Я был удивлен, даже больше – ошарашен резкими словами и тоном Обличинского. Никогда прежде тот не позволял себе разговаривать с начальником экспедиции подобным образом.
– Оттуда сбежал не он один, – отрезал Игнатьев, а гнев его, казалось, рос на глазах. – Вы не знаете и десятой части произошедшего в форте, лишь поэтому я прощу вам эту дерзость. А виновный в побеге Якуб-бека – вот он, – Игнатьев указал на задушенного драгуна, которого уже накрыли куском белой ткани, – и он уже получил по заслугам.
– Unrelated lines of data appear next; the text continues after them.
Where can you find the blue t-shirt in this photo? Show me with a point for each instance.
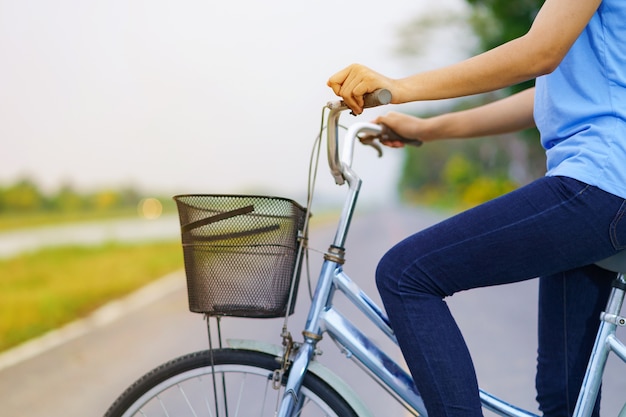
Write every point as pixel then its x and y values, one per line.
pixel 580 108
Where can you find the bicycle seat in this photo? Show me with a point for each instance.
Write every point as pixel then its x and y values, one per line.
pixel 615 263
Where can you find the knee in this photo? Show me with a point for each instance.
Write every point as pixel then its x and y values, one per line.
pixel 386 274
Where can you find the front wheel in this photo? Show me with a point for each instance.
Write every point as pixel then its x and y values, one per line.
pixel 239 383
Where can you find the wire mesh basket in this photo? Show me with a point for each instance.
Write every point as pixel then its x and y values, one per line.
pixel 240 253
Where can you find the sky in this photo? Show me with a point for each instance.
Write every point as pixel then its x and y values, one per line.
pixel 190 95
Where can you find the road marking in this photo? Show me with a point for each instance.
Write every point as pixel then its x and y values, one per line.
pixel 103 316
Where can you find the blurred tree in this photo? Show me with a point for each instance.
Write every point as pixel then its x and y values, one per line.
pixel 472 171
pixel 67 199
pixel 23 196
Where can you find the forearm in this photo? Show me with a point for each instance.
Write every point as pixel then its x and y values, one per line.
pixel 510 114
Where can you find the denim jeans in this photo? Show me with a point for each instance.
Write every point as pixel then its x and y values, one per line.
pixel 554 228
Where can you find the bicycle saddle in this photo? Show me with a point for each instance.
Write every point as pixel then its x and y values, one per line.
pixel 615 263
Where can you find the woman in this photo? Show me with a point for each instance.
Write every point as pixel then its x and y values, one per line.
pixel 554 228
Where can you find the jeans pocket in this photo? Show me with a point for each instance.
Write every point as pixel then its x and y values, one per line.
pixel 617 229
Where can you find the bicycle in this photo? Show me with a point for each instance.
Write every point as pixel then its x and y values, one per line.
pixel 230 242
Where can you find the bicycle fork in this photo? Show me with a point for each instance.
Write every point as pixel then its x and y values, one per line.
pixel 606 342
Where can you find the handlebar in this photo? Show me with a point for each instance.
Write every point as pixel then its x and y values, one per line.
pixel 377 98
pixel 340 165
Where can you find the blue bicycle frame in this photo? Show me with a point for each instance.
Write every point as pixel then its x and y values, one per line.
pixel 324 318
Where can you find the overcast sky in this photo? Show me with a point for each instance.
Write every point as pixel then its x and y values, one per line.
pixel 186 95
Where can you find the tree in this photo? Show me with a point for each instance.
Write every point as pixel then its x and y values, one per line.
pixel 487 168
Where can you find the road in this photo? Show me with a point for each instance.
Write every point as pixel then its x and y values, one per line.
pixel 81 376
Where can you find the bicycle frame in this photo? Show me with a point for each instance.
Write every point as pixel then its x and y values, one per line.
pixel 324 318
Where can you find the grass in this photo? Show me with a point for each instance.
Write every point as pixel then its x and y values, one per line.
pixel 27 220
pixel 43 290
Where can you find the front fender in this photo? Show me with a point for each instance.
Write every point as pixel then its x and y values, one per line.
pixel 338 384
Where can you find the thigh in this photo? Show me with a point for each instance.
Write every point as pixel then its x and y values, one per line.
pixel 551 225
pixel 570 304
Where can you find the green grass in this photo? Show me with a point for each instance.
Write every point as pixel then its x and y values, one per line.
pixel 43 290
pixel 27 220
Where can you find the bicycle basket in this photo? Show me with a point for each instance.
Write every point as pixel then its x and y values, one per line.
pixel 240 253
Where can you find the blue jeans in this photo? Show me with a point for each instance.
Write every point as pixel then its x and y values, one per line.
pixel 554 228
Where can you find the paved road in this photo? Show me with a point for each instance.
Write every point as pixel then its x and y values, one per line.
pixel 82 376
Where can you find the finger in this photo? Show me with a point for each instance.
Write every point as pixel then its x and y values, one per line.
pixel 337 80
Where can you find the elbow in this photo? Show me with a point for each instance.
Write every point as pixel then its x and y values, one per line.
pixel 545 57
pixel 546 64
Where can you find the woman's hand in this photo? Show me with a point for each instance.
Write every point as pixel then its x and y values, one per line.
pixel 353 82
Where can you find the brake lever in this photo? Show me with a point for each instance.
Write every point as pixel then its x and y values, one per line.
pixel 386 134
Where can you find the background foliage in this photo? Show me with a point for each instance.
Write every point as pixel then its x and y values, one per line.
pixel 467 172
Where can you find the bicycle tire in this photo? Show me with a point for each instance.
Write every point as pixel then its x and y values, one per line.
pixel 184 386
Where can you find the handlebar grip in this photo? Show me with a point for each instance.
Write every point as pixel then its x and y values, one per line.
pixel 379 97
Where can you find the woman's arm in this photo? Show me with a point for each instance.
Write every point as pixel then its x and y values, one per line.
pixel 510 114
pixel 556 27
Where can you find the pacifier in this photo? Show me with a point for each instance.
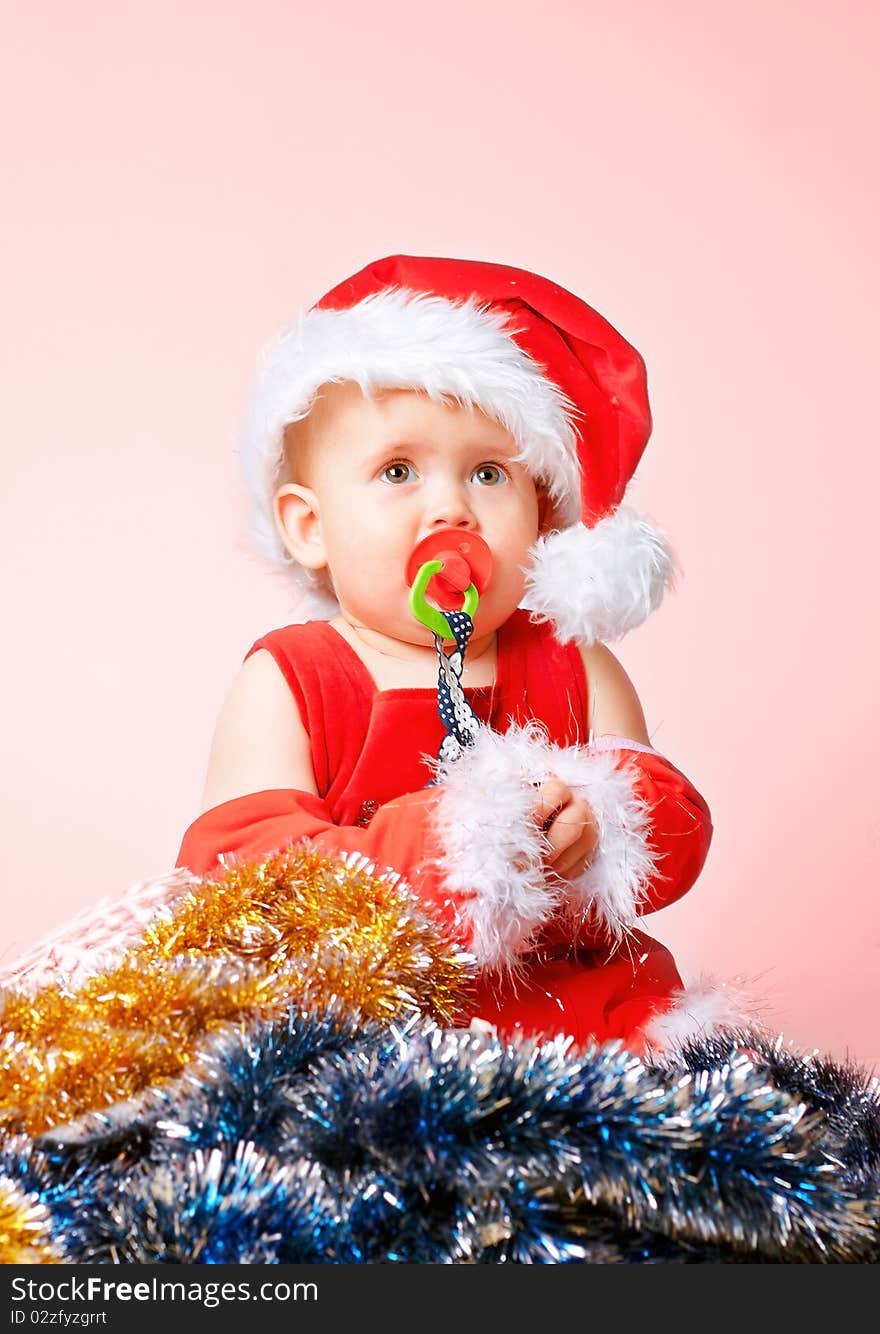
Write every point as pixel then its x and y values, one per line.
pixel 448 564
В тот день, до самого вечера, граф не покидал капитанской каюты.
За исключением этого досадного происшествия, первый день нашего сплава вниз по Амударье прошел спокойно. «Перовский» мерно хлопал плицами по воде, мимо проплывали уже привычные глазу пейзажи. Если по правому борту раскинулась покрытая зелено-желтым ковром травы степь, то по левому – снова вступала в свои права пустыня, и уже ближе к полудню каменистая земля сменилась барханами, тянущимися от горизонта до горизонта. А уже на следующее утро пустыня раскинулась по обоим берегам.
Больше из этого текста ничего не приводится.